As the world rapidly embraces AI and 5G, the energy impact of these technologies is beginning to reveal its full weight. While AI and 5G are undeniably transformative, they also contribute to a significant rise in energy demands—a critical issue for telecom networks and data centers. Today, these areas account for roughly 1% of global electricity consumption. Though it may sound small, the absolute energy required is substantial. And with data traffic growing at a rate of 30% annually, the strain on fixed and mobile networks is only set to increase.

Rising Data and the Strain on Infrastructure

Telecom networks and hyperscalers are already experiencing significant pressure from expanding 5G networks and the increasing workload demands from enterprises. This shift is expected to intensify with the energy requirements for large language model (LLM) training and AI-driven applications like video, gaming, and enterprise solutions. Projections from GSMA Intelligence suggest that by 2030, cloud energy consumption could rise between 30% and 60%, pushing its global energy share to around 1.5% to 2.0%.

Scaling the AI Energy Challenge

The scale of AI’s energy impact is staggering. The incremental energy demand driven by AI through 2030 could be as much as the total annual consumption of Egypt, a populous and high-growth country. This comparison illustrates the urgency for solutions that mitigate the energy and environmental costs that accompany AI advancements.
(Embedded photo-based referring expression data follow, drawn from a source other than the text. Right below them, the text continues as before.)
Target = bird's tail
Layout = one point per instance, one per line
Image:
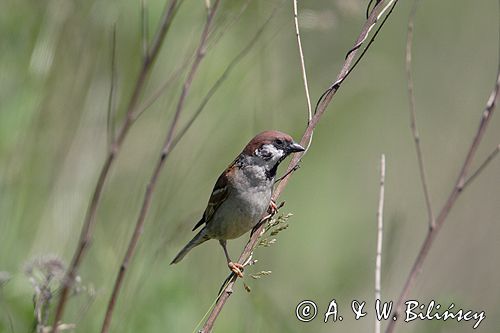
(200, 238)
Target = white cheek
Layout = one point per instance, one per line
(271, 150)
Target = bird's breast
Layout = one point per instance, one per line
(241, 210)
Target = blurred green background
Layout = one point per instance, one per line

How AI Can Drive Energy Efficiency in Telecoms

Fortunately, AI isn’t only adding to the energy burden; it’s also creating opportunities to enhance efficiency in the telecom sector. For instance, telecom operators are already deploying AI-driven technologies such as Radio Access Network (RAN) shutdowns and dynamic spectrum management to cut down on energy costs. Equipment vendors actively integrate AI to improve efficiency, helping operators manage their operational and capital expenses more effectively. This AI-enabled efficiency is expected to help balance telecoms’ rising energy demands over the next three years as operators continue investing in AI solutions.

The Dual Role of AI: ‘AI for Telco’ and ‘Telco for AI’

In the context of telecom, AI plays a dual role: not only does it serve the industry by improving network efficiency (referred to as "AI for telco"), but it also enables enterprises to leverage AI-powered solutions more effectively ("telco for AI"). For companies to fully benefit from AI in their operations, they’ll need enhanced network capacity. Telecoms will play a crucial role in scaling their infrastructure to support the growing data loads and computational demands that AI requires, pushing capacity and efficiency upgrades across the sector.

The Long-Term Outlook: Toward an AI-Native, Energy-Conscious Model

Looking toward the future, AI is set to influence telecom operations in three broad phases. Early adopters are already using AI to optimize various functions. At the same time, a more extensive portion of the industry is expected to follow suit, eventually moving towards an AI-native model by the late 2020s. Such a model will see AI and automation deployed across telecoms’ functions to offset additional energy consumption through downstream efficiencies.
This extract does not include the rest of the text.